Parking in San Francisco is not a nightmare, but more of a craps shoot. When Mrs HM and I lived in the City we only had one car and it was a small car at that. When trying to find parking there was a rule:
3 blocks 6 times or 6 blocks 3 times.
This meant that if you went around the 3 nearest blocks in all directions 6 times you were not going to find a spot and should just find a shady spot maybe no one would see you. But you had to be careful. Handicap spots and the little ramps in the sidewalks were big tickets and I would never block a plug (hydrant). Parking in a driveway or blocking a garage not your own was a guaranteed tow, so sneaking into a half spot was generally attempted, sometimes with success, other times that little white envelope would be waiting for you in the morning.
Unless of course you forgot which day of the week street cleaning was. Then you’ve got another ticket for that too.
The Department of Parking and Traffic wanders the City in little 3 wheeled bikes and are almost like locusts swarming through the neighborhoods looking for places to earn revenue. It’s a thankless job and when I see their little trucks parked on a plug and they’re no where in sight I call them in as illegally parked.
But I’ve gotten a bit off topic.
Point is, when you would be sitting at a sidewalk cafe and see a DPT bike go by, you suddenly sprang up and sprinted to the clearly expired meter and gave it another 25 cents for another 4 minutes without a $65 ticket.
Listen to KRON 4′s Gabe Slate and Stanley Roberts Team up to look at how transit buses are issuing parking tickets just by driving down the street.
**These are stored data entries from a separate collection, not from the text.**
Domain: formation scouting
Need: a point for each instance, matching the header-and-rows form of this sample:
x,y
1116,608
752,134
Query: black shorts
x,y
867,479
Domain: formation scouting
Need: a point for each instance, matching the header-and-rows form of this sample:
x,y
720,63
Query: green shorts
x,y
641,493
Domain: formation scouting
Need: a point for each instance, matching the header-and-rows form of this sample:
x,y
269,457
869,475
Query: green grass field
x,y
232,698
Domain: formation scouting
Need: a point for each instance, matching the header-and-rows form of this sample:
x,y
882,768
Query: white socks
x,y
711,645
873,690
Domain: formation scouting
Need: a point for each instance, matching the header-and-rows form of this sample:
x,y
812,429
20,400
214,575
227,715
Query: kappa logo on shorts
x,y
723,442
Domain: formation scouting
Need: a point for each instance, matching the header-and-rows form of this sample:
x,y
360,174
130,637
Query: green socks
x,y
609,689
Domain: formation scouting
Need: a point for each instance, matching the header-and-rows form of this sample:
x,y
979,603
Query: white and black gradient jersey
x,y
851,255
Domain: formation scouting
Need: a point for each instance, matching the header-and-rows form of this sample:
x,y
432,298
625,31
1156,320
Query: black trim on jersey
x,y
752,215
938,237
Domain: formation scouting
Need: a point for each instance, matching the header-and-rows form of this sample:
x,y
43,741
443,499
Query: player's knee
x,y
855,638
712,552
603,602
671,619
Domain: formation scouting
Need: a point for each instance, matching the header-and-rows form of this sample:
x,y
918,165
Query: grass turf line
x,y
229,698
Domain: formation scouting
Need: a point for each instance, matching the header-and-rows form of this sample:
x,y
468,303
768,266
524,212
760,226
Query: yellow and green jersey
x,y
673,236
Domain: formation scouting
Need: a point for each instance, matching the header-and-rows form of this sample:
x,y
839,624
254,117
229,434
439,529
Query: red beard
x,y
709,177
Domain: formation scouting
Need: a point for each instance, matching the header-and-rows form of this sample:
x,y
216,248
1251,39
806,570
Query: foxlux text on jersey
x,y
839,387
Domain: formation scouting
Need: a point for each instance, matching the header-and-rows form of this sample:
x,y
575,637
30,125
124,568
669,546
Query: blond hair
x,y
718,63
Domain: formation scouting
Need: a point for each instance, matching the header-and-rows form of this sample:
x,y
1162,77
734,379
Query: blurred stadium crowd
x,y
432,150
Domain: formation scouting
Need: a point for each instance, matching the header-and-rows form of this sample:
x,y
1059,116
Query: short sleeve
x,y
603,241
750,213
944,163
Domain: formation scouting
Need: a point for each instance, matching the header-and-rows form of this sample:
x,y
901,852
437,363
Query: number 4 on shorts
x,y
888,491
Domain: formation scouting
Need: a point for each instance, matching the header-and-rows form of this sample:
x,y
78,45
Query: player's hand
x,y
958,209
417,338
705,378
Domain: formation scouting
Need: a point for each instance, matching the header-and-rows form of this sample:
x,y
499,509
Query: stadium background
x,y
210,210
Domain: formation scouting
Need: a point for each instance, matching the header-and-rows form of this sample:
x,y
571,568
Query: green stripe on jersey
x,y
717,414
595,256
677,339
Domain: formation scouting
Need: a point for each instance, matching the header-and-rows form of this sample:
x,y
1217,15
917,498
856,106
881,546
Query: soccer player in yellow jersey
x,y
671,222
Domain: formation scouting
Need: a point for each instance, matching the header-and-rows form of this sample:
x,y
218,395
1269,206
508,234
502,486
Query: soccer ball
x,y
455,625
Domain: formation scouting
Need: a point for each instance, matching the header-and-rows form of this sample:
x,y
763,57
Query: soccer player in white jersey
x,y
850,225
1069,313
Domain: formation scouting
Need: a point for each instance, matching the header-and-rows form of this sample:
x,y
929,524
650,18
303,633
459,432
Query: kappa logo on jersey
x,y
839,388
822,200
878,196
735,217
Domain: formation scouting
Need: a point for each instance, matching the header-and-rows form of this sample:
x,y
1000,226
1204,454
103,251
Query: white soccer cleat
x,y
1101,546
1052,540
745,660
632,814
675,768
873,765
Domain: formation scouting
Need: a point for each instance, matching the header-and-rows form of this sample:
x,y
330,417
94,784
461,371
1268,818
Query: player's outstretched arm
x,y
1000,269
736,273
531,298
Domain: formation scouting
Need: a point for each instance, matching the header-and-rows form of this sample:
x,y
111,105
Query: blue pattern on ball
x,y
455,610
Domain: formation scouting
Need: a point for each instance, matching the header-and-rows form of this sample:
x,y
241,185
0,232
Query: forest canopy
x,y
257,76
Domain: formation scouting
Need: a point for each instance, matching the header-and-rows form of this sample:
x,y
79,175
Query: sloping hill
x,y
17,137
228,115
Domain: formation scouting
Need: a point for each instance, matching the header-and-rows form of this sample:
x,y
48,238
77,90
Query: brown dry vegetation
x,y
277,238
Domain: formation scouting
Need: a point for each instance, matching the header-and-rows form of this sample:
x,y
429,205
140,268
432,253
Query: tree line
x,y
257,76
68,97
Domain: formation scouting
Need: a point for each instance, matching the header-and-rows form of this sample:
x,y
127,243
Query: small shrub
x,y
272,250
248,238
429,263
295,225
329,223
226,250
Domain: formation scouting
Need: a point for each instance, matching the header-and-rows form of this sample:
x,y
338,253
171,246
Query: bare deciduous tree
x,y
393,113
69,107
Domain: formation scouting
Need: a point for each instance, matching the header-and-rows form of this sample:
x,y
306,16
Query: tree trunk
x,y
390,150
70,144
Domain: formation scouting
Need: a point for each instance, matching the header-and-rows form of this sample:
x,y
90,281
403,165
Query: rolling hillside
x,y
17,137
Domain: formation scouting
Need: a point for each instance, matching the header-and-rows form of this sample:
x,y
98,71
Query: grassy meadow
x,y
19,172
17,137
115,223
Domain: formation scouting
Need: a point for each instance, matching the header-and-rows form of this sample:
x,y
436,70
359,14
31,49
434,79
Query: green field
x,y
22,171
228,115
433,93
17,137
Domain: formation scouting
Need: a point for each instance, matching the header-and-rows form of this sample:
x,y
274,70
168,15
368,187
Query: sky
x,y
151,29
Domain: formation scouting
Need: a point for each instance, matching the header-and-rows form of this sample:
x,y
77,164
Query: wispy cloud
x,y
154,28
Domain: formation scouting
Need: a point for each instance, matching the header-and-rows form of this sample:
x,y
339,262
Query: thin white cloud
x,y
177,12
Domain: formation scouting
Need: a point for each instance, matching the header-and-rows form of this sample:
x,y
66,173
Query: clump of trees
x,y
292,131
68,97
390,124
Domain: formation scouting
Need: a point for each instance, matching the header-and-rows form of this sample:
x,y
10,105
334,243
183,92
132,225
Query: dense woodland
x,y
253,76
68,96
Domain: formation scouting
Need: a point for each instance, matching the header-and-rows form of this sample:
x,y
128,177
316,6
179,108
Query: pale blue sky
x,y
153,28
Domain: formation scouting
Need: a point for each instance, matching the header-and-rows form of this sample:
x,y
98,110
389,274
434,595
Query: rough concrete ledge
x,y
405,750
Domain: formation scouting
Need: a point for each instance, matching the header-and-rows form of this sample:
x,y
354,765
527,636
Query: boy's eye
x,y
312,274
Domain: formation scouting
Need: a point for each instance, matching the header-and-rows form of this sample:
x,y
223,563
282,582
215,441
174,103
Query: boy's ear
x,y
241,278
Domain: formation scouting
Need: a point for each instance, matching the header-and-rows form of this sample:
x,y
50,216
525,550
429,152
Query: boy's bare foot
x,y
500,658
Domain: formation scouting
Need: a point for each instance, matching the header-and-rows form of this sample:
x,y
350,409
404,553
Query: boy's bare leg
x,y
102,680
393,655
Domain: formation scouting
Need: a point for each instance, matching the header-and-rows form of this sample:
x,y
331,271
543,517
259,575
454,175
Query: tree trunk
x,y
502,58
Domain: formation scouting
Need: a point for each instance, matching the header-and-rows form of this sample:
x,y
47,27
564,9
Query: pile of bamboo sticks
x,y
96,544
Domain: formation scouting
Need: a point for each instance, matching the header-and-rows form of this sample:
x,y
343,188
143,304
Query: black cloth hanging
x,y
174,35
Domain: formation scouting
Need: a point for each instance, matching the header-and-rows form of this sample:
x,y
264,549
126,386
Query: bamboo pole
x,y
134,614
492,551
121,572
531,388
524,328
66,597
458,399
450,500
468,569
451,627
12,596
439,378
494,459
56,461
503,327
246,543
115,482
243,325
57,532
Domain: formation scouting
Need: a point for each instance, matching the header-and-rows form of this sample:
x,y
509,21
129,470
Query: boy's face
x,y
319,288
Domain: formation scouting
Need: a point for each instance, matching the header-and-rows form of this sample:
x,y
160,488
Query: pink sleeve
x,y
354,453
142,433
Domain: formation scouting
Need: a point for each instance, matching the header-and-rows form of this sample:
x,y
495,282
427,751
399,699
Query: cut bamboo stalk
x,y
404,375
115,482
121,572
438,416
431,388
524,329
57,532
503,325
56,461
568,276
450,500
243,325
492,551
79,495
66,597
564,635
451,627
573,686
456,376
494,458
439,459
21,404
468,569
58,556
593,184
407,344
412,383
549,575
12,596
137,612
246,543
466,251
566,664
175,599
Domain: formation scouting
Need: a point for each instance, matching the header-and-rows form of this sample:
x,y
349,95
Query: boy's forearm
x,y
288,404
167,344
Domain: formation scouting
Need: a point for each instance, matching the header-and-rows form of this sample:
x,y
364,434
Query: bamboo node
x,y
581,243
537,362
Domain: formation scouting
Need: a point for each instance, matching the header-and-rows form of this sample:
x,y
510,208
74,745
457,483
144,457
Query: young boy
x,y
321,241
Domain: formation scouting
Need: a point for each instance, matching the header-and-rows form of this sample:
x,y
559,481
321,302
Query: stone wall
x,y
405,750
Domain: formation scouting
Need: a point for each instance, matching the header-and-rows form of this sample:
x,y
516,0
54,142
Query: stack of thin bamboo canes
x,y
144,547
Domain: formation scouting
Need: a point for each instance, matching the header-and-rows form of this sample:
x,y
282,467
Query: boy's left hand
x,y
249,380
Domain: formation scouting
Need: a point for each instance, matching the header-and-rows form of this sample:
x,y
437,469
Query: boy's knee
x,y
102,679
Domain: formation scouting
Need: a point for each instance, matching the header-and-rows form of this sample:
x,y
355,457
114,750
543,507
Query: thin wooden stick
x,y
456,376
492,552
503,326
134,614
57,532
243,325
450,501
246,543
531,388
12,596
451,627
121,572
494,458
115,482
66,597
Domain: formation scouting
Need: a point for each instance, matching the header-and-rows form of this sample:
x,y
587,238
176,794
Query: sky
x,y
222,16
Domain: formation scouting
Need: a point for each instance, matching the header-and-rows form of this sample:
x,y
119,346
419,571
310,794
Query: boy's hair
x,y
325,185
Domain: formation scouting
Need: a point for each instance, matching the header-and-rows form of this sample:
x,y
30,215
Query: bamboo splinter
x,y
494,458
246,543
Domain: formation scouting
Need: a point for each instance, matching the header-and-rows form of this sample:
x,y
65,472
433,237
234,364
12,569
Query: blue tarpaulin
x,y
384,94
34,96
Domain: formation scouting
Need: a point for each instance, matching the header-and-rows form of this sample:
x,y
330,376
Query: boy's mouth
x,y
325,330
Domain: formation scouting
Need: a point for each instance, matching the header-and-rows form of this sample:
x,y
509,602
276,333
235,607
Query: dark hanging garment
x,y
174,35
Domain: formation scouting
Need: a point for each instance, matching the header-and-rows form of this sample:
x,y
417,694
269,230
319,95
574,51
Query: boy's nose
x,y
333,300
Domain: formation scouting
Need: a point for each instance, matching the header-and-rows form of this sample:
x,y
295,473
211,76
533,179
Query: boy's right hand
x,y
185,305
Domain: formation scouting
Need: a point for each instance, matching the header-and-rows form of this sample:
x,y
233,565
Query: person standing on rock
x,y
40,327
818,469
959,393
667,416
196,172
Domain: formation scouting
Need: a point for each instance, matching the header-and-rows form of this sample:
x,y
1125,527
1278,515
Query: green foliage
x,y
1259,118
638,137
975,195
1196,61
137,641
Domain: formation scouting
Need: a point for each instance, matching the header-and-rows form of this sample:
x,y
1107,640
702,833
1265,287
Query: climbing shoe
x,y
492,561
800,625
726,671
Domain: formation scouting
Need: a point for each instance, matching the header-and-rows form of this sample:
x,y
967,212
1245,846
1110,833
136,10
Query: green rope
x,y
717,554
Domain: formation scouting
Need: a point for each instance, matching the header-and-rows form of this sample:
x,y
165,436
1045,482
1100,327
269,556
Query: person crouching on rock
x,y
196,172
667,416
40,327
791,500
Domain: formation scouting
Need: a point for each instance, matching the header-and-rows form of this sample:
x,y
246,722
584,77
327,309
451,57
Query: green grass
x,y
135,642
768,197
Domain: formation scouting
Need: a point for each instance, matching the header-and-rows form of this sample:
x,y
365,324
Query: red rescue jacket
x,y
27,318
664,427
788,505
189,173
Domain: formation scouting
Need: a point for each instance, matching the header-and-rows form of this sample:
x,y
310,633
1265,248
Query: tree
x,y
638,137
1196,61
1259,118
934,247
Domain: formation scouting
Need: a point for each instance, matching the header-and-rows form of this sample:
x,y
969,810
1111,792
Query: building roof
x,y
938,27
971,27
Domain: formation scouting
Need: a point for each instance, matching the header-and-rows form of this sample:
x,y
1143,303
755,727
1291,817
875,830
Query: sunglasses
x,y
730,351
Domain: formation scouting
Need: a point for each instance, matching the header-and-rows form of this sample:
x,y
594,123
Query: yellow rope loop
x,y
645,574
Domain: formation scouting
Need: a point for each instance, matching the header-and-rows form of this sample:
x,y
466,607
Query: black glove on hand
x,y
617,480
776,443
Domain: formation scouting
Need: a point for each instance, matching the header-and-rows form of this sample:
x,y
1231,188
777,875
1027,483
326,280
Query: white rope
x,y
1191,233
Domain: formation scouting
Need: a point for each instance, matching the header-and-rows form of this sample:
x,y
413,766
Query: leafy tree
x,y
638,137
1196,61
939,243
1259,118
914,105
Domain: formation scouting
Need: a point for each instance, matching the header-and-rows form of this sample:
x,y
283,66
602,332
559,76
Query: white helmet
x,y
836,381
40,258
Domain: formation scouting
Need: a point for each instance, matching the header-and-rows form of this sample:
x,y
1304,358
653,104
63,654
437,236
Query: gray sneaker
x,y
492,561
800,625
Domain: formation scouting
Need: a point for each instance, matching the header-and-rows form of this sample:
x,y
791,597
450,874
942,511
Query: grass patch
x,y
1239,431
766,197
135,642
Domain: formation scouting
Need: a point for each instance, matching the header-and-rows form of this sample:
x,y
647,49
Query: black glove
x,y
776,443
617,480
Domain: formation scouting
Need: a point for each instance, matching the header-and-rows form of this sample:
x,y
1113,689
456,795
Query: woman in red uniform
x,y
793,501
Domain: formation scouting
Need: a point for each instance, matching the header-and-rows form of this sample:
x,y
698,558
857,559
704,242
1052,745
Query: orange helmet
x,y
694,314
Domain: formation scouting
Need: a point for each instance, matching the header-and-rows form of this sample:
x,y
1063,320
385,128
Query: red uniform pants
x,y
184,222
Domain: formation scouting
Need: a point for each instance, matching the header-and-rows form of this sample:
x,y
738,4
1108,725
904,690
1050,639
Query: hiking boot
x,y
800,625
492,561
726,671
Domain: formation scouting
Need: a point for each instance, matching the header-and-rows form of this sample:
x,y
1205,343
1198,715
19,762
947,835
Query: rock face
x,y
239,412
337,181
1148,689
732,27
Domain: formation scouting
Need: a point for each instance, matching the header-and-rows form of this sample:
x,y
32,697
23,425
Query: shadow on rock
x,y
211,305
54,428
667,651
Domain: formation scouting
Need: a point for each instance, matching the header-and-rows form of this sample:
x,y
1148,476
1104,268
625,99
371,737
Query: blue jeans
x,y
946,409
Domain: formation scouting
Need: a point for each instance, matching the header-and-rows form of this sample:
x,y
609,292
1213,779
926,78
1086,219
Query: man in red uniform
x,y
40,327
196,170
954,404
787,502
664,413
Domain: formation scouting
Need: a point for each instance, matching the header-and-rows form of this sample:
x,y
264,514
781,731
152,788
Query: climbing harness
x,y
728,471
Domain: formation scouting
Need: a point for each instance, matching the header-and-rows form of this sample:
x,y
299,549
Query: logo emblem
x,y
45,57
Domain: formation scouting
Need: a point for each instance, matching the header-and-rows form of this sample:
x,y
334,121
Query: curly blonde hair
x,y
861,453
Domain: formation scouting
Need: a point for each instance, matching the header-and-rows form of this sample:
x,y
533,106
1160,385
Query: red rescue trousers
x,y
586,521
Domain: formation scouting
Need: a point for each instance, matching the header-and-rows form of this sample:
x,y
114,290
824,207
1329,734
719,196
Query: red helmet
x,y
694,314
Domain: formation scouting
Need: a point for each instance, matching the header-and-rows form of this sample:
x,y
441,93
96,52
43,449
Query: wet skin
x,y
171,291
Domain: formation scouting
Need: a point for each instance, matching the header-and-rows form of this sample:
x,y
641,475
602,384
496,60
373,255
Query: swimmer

Installed on select Municipal Transportation Buses (MUNI) are cameras that capture images of cars along the bus’s route. Those videos are then screened by a DPT officer and offending vehicles are sent tickets in the mail.
Unlike static red light cameras, they are able to see if a vehicle is moving, blocking traffic, occupied etc. However, Happy is not a fan.
Reason being that buses are buses and parking enforcement is parking enforcement. In addition, I seriously doubt the MUNI drivers are being cited for all their traffic violations, including blocking multiple lanes, stopping blocking intersections, illegal turns etc. Or perhaps the drivers are safer now that the cameras are installed?
Either way, the City sees some value to the service since over the next 15 months cameras will be installed on all 819 buses. At a cost of $800,000 in a City facing cuts in Fire, Police, EMS, library, even MUNI is hard to justify. But in 2010 they recovered almost 1/4 of that cost on only 30 buses.
You do the math.
Some will scream “Big Brother!” and I see that argument and raise you a “it’s breaking posted laws.”
I only hope that the trucks that double park 2 and 3 wide directly next to a clearly identified loading zone get fined as much as the drivers who don’t notice the 3 feet tall letters on the street “TAXI ONLY.”
Perhaps MC could speak to the validity of mounting a camera on the ambulances to capture traffic violations? I think we could up that 2102 citations in a year in just a few months the way folks seem to go insane around an ambulance.
Do you think this program is a good idea? Think it goes too far?